Have just bought some starsan and cannot find any mention anywhere on wether I should be using pre boiled water when I mix up a batch. Is it necessary to use boiled water?


----------



## Mardoo (11/3/17)

Nope.


----------



## technobabble66 (11/3/17)

As Mardoo, nope. 
It's a sanitizing agent, so it'd be pretty useless if it couldn't even sanitize it's own diluting solution [emoji1]

However, having said that, I believe some water sources that are hard (ie: high in minerals) can be less than ideal as the minerals "consume" the acids in the starsan. 
Similarly, alkaline water can neutralize the acids. Generally Aussie water (read: eastern seaboard) is not sufficiently alkaline (or hard) to be a major issue, maybe just add a whisker more starsan syrup to counter the base.


----------



## kaisenberg (15/3/17)

If you guys can't be bothered calculating how much star-san to dilute, I made this simple calculator (http://www.thebrewlist.com/calculator/sanitiser-dilution).
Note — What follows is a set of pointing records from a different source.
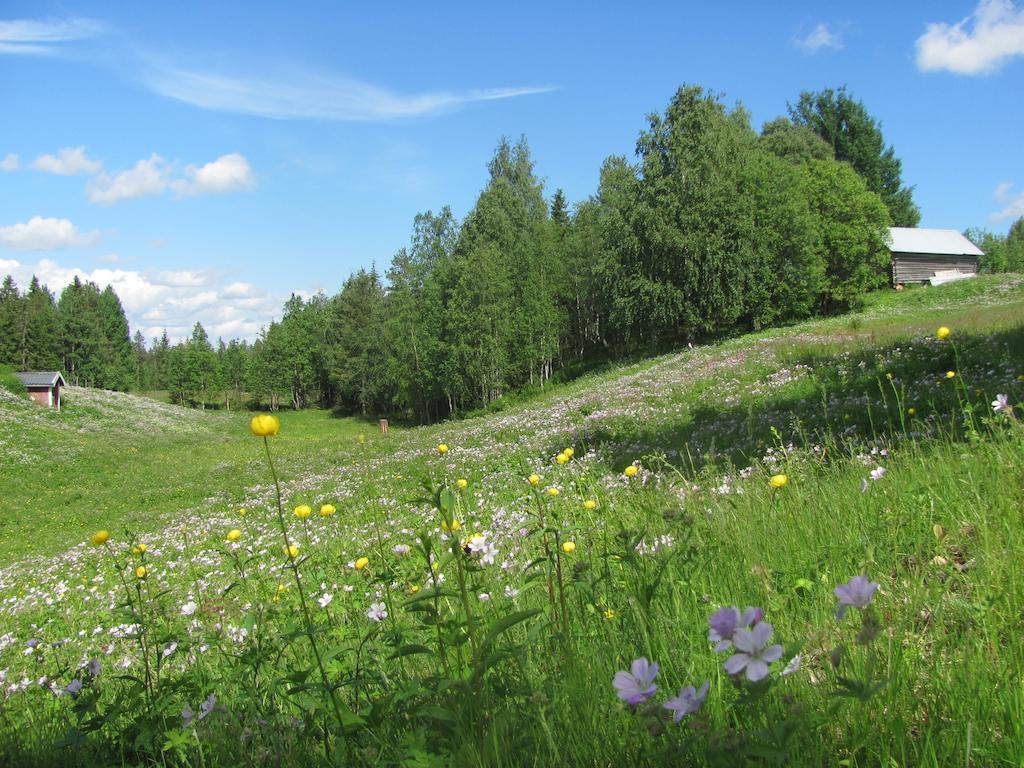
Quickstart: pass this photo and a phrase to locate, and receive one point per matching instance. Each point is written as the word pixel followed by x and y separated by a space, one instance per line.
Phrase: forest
pixel 713 228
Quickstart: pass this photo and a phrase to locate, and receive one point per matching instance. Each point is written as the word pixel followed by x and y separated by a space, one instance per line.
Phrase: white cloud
pixel 172 300
pixel 979 44
pixel 67 162
pixel 226 173
pixel 27 36
pixel 39 233
pixel 156 175
pixel 145 177
pixel 820 37
pixel 1013 205
pixel 307 95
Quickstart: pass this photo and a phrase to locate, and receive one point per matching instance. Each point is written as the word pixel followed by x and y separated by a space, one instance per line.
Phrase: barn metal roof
pixel 40 378
pixel 916 240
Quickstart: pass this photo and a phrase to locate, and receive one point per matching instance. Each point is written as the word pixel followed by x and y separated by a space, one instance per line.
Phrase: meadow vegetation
pixel 799 547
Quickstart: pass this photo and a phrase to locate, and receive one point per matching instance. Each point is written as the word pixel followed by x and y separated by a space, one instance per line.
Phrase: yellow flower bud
pixel 264 425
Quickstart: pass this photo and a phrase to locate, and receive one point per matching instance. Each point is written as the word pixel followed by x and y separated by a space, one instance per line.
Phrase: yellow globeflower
pixel 264 425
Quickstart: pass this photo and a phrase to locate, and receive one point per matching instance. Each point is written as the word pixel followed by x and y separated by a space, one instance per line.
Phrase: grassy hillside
pixel 504 651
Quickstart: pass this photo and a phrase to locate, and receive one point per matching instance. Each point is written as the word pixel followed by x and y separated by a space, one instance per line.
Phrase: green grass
pixel 933 679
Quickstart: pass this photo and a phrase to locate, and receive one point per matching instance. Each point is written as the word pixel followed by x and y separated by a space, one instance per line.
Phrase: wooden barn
pixel 931 255
pixel 43 386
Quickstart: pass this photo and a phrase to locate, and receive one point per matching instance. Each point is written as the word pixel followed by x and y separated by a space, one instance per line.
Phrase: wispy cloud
pixel 314 96
pixel 34 37
pixel 41 233
pixel 979 44
pixel 818 38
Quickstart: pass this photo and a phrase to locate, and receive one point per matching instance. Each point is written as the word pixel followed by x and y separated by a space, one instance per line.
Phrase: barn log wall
pixel 919 267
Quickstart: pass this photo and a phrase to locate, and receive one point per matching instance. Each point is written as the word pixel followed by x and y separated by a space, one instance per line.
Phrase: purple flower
pixel 688 700
pixel 724 623
pixel 856 593
pixel 637 685
pixel 755 653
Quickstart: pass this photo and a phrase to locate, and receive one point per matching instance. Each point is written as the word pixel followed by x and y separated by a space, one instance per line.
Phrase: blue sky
pixel 209 159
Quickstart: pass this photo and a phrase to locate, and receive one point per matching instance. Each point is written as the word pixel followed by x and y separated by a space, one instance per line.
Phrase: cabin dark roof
pixel 40 378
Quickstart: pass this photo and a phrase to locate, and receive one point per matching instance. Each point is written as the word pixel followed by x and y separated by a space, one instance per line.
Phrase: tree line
pixel 712 228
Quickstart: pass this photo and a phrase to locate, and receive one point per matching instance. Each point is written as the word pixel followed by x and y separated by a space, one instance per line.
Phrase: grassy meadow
pixel 465 594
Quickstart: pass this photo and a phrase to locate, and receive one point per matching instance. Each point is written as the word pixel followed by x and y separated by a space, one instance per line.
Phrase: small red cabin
pixel 43 386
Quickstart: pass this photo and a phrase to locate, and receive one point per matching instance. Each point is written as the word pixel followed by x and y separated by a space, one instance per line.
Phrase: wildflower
pixel 637 685
pixel 725 622
pixel 794 666
pixel 856 593
pixel 688 700
pixel 755 653
pixel 264 425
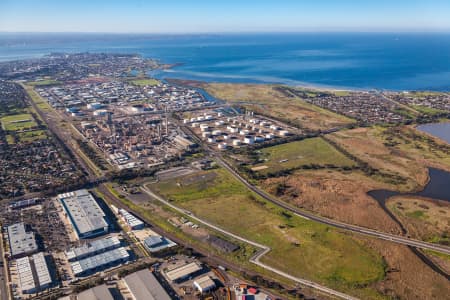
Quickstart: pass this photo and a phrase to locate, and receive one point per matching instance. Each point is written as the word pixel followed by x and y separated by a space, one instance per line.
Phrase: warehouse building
pixel 85 215
pixel 93 248
pixel 101 292
pixel 204 284
pixel 100 262
pixel 132 222
pixel 33 273
pixel 157 243
pixel 183 272
pixel 21 242
pixel 143 285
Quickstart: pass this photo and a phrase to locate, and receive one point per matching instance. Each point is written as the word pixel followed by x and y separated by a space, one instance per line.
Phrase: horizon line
pixel 228 32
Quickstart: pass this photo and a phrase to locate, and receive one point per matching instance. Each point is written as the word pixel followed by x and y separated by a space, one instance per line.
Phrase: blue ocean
pixel 403 61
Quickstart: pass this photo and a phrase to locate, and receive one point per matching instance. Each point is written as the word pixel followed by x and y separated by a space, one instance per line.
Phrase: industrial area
pixel 53 245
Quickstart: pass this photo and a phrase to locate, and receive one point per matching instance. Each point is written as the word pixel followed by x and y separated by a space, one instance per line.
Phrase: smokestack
pixel 167 123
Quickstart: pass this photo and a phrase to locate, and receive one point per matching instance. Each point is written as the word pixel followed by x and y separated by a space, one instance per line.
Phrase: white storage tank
pixel 274 127
pixel 259 139
pixel 237 142
pixel 100 112
pixel 234 130
pixel 222 146
pixel 244 132
pixel 249 139
pixel 284 133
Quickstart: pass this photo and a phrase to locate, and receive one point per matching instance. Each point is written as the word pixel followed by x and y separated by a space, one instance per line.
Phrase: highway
pixel 357 229
pixel 256 258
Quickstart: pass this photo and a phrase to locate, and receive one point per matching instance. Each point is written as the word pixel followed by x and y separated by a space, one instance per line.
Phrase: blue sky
pixel 180 16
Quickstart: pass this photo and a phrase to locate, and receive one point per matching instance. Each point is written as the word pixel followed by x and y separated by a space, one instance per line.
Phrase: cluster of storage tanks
pixel 235 131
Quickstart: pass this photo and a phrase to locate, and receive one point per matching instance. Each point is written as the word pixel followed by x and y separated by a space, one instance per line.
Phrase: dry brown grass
pixel 336 195
pixel 368 145
pixel 424 219
pixel 408 277
pixel 264 98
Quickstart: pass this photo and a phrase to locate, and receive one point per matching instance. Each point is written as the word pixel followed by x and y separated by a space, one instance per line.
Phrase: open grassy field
pixel 394 152
pixel 265 99
pixel 43 82
pixel 314 151
pixel 18 122
pixel 34 135
pixel 335 194
pixel 300 247
pixel 428 220
pixel 41 103
pixel 144 82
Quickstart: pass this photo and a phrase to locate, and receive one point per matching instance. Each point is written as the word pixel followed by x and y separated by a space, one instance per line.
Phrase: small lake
pixel 438 187
pixel 440 130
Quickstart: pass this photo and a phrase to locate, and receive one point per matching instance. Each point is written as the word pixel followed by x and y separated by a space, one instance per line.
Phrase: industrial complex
pixel 85 215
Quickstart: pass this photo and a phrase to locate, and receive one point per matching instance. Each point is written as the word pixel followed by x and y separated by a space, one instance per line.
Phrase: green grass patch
pixel 300 247
pixel 44 82
pixel 18 122
pixel 10 139
pixel 144 82
pixel 313 151
pixel 31 136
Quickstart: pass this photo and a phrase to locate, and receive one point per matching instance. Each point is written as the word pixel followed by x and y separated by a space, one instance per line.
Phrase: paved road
pixel 337 224
pixel 4 287
pixel 256 258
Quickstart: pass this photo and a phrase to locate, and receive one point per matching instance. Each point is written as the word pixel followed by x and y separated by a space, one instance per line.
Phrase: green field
pixel 32 135
pixel 299 246
pixel 314 151
pixel 13 122
pixel 144 82
pixel 43 82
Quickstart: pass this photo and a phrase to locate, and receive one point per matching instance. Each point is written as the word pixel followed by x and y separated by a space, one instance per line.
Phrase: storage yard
pixel 233 130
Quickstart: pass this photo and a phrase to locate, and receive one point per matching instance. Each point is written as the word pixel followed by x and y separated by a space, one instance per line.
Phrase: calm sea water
pixel 347 60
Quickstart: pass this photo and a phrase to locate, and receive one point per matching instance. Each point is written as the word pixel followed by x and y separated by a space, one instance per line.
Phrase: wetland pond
pixel 438 187
pixel 439 130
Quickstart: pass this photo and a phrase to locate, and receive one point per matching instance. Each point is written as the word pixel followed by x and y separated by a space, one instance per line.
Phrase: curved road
pixel 361 230
pixel 256 258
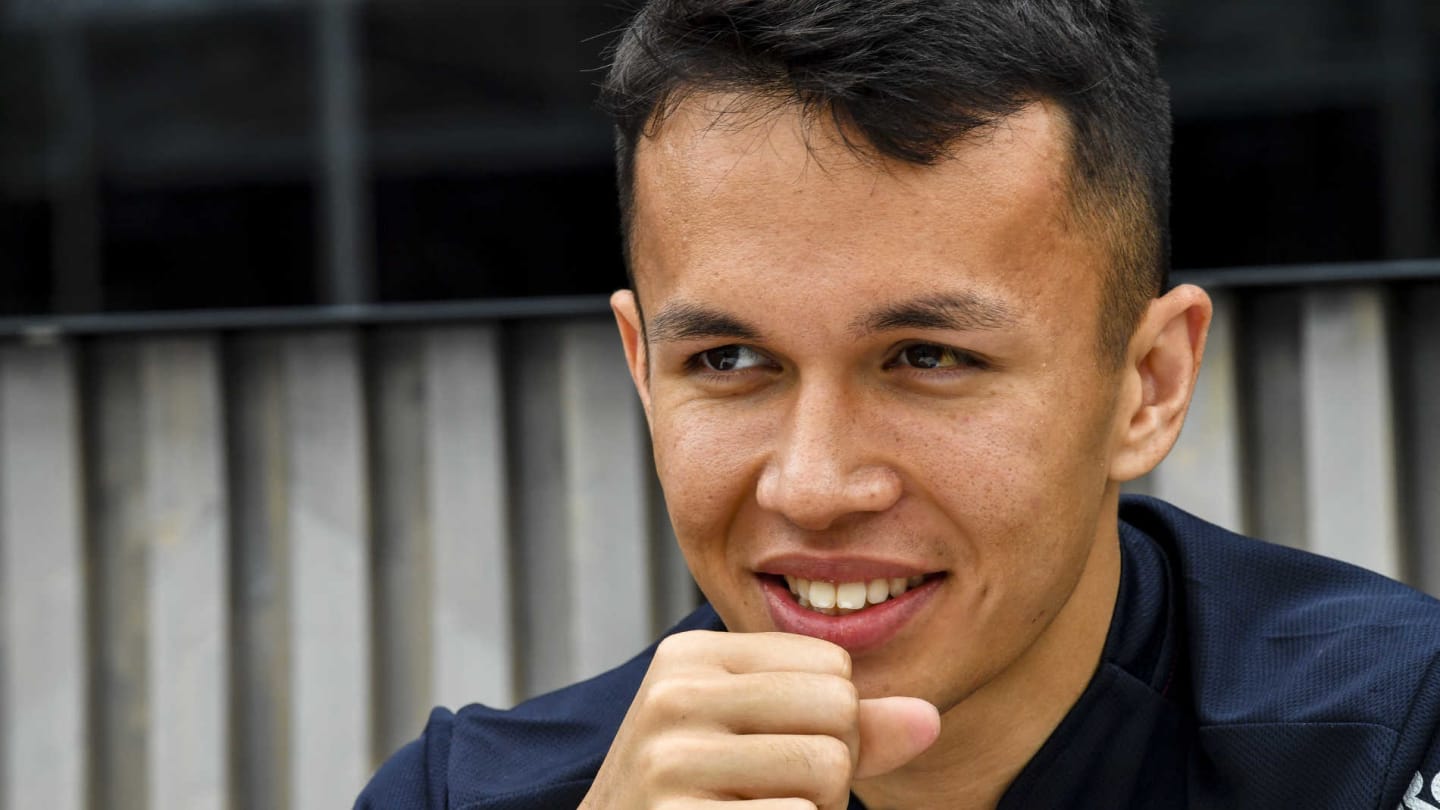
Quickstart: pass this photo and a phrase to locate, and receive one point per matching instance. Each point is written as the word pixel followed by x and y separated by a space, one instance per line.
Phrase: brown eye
pixel 929 356
pixel 730 359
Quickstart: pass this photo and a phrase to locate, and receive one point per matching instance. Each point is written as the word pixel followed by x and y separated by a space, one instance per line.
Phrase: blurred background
pixel 311 415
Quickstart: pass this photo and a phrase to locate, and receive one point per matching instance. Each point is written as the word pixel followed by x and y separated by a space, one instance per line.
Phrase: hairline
pixel 1090 206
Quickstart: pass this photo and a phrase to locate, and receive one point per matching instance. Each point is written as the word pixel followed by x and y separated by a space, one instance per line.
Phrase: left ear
pixel 1158 379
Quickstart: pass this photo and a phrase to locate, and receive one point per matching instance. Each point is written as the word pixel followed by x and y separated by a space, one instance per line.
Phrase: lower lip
pixel 858 632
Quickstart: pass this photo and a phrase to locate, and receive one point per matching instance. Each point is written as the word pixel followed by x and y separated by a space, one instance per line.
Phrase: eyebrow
pixel 690 322
pixel 965 312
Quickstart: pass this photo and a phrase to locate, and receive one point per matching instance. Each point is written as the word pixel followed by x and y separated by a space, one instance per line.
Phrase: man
pixel 900 329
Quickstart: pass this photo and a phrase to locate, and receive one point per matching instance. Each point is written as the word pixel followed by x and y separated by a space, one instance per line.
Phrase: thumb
pixel 893 731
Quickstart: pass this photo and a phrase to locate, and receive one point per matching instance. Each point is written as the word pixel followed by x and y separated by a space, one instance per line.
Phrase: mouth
pixel 844 598
pixel 861 614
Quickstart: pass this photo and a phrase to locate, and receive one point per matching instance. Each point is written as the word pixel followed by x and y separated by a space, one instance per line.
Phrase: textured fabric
pixel 1236 675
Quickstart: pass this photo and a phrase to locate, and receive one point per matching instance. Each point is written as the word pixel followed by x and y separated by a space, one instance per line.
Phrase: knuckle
pixel 670 698
pixel 830 755
pixel 838 660
pixel 674 649
pixel 667 758
pixel 847 702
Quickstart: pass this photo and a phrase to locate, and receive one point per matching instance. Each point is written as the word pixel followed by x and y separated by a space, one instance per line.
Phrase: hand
pixel 765 718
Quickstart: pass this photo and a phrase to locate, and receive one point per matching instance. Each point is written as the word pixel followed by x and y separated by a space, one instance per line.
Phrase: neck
pixel 988 738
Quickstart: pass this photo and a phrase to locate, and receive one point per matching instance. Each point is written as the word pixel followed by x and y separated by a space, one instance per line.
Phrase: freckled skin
pixel 1000 476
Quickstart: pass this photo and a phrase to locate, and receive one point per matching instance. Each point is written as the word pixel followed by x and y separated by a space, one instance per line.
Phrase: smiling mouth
pixel 844 598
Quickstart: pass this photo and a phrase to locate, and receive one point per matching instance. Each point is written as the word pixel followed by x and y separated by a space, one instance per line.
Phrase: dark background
pixel 162 154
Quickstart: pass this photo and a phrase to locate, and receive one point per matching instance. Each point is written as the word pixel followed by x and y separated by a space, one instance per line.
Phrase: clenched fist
pixel 765 718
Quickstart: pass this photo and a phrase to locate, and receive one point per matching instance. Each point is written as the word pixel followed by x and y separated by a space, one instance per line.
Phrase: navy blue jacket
pixel 1236 675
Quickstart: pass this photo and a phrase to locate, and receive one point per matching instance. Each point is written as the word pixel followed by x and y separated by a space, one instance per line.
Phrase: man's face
pixel 861 371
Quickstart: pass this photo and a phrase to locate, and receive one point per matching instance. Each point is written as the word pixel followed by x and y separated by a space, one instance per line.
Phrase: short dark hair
pixel 915 77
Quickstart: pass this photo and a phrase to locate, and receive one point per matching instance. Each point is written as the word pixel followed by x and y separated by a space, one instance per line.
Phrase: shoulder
pixel 1279 634
pixel 543 753
pixel 1312 682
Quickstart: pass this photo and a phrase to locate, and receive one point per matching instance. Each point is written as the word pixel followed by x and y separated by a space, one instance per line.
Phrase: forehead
pixel 729 190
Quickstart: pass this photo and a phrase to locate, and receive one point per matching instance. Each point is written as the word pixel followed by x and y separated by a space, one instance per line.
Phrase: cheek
pixel 704 464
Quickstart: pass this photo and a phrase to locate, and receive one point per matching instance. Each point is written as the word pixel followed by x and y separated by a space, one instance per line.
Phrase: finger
pixel 753 652
pixel 776 702
pixel 894 731
pixel 758 766
pixel 750 804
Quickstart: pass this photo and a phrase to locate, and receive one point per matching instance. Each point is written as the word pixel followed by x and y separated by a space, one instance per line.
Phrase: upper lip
pixel 838 568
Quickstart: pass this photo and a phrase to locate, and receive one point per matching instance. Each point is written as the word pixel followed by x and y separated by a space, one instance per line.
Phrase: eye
pixel 929 356
pixel 730 359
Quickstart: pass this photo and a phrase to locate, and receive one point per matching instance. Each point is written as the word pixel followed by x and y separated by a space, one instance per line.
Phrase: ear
pixel 1159 378
pixel 632 336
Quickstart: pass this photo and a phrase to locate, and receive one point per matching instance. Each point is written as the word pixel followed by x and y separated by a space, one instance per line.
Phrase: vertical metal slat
pixel 42 581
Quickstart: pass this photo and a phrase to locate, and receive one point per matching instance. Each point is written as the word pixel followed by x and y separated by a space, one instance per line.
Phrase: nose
pixel 821 469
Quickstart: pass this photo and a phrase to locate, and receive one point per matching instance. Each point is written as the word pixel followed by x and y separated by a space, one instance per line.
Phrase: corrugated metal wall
pixel 238 568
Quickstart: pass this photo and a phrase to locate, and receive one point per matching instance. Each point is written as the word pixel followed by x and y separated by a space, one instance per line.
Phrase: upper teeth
pixel 844 597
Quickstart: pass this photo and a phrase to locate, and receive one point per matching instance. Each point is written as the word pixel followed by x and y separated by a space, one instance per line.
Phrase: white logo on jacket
pixel 1417 786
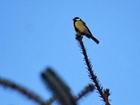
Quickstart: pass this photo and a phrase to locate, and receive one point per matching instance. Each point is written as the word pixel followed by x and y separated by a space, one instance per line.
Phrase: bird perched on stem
pixel 81 28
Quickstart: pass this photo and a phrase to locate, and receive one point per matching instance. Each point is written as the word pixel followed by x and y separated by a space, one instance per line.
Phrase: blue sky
pixel 38 34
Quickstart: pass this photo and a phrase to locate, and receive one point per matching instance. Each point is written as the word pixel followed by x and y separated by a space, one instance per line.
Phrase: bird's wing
pixel 89 33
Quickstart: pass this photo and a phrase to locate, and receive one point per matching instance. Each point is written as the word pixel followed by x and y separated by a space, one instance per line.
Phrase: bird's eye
pixel 78 19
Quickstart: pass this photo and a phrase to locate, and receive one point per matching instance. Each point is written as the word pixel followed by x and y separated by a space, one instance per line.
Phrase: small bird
pixel 80 27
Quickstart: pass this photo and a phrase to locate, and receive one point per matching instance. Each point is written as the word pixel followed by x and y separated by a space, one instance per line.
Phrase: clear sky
pixel 35 34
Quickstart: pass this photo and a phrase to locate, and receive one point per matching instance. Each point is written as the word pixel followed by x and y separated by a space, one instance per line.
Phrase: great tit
pixel 80 27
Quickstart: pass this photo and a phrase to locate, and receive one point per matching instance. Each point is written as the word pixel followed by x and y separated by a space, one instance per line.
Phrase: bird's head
pixel 76 18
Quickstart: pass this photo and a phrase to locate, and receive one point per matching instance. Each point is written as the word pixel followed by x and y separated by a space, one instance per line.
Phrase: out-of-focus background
pixel 38 34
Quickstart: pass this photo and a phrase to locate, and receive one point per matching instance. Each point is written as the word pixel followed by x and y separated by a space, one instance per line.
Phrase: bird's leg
pixel 79 36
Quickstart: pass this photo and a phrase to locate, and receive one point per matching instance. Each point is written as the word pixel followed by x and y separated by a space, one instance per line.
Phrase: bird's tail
pixel 93 38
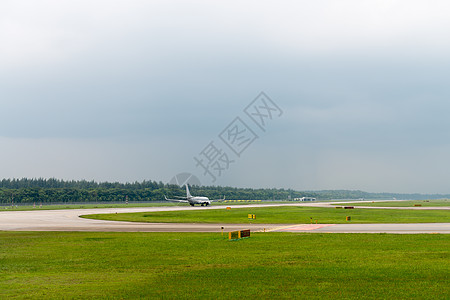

Also calculates PBW, Iodophor and OxiClean.

The ratios I use:
5gal water =

1 fl oz Star-san
1.5 oz PBW
0.5 oz Iodophor
1.0 oz OxiClean 
And of course you can use metric units as well


----------



## pnorkle (15/3/17)

I think of more benefit (to us in AU, and other countries that use the Metric system) would be a calc that tells you how many fl oz per litre, given that the measure on the side of the bottle is in fl oz, but we're using (probably) litres of water to add it to.


----------



## stm (15/3/17)

kaisenberg said:


> 5gal water =


Why do you need to make up 5 gallons at a time?